Photo : Tannis Dorward (AFPC)

« C’est enthousiasmant d’être réuni·es. On ne veut jamais être en grève, mais on ne veut pas non plus devoir constamment se battre juste pour avoir une convention collective. »

Rob McGregor, membre de l’AFPC aussi en grève, joue du tuba dans une fanfare devant les centaines de travailleur·euses qui débrayent devant le bâtiment de Service Canada. Pour McGregor, c’est une première.

Photo : Emily Leedham (PressProgress)

« Éventuellement, j’aimerais bien prendre ma retraite. Pour ça, il faut mettre de l’argent de côté, mais c’est vraiment difficile ces temps-ci. Tout passe dans l’épicerie et l’entretien de la maison, tout est tellement cher. »

« Ce à quoi ils s’opposent et ce pour quoi on se bat, c’est l’obtention d’un salaire qui couvre au moins les besoins de base et avec lequel on peut offrir un meilleur avenir à nos enfants. C’est tout. Tout ce qu’ils ont à faire, c’est signer un bout de papier. »

À Calgary, en Alberta

Brenda Spenard, qui travaille à titre de superviseure à Immigration, Réfugiés et Citoyenneté Canada (IRCC), est l’une des quelques centaines de travailleur·euses qui se sont rassemblé·es sur la ligne de piquetage devant le bâtiment Harry Hayes à Calgary.

« On en a assez », a dit Spenard à PressProgress. « Si on acceptait l’offre du gouvernement, ça signifierait d’accepter une réduction de salaire, quand on tient compte de l’inflation. »

« Les gens en arrachent. L’essence est chère. La majorité d’entre nous vit d’une paie à l’autre. »

Photo : Stephen Magusiak (PressProgress)

Dave Sward, travailleur à l’unité de négociation du Conseil du Trésor, dit que les décennies d’inflation ont eu des effets néfastes sur ses conditions de vie et celles de ses collègues.

« L’augmentation du coût de la vie, c’est difficile », a dit Sward à PressProgress. « On doit faire certains choix difficiles, courir les rabais à l’épicerie, changer certaines habitudes. On n’arrive pas à retrouver notre style de vie d’avant. »

À Langley, en Colombie-Britannique

Heather Adair, qui travaille pour IRCC en Colombie-Britannique, dit que cette grève s’imposait depuis longtemps.

« Je suis très heureuse d’être ici.
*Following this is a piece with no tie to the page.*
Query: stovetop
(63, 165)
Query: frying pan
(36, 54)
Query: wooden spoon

Ça fait longtemps que je voulais qu’on déclenche une grève », a dit Adair à PressProgress. « Les dernières années ont été pas mal difficiles pour les travailleur·euses du gouvernement, à commencer par le fiasco de Phénix et toute la souffrance que ça a causée. »

La conciliation travail-famille a été plus difficile pour Adair, qui est obligée de consacrer trois heures par jour à ses déplacements vers Vancouver, alors qu’elle pourrait travailler de la maison et passer plus de temps avec sa famille.

Photo : Rumneek Johal (PressProgress)

« En plus de piger dans mes poches, ils menacent l’équilibre entre mon travail et ma vie personnelle », dit Adair. « Cet équilibre travail-vie personnelle, c’est une des principales raisons pour lesquelles j’ai choisi de travailler pour le gouvernement. Ma famille est importante. »

Paige Humber, qui travaille pour la Commission des libérations conditionnelles du Canada, espère que les travailleur·euses du secteur public, du secteur privé et celles et ceux qui ne sont pas syndiqué·es verront que leurs luttes sont interconnectées.

« Il faut se rappeler que si les travailleur·euses du secteur privé ont droit à des jours fériés et à des congés de maternité, c’est grâce aux luttes des syndicats et grâce aux gains qu’ils ont obtenus », a dit Humber à PressProgress.

« On est ici pour rappeler aux gens que ce qu’on va gagner, eux aussi vont en bénéficier. Je vous le garantis. »

Cet article est d’abord paru en anglais sur PressProgress. Traduction par Miriam Hatabi.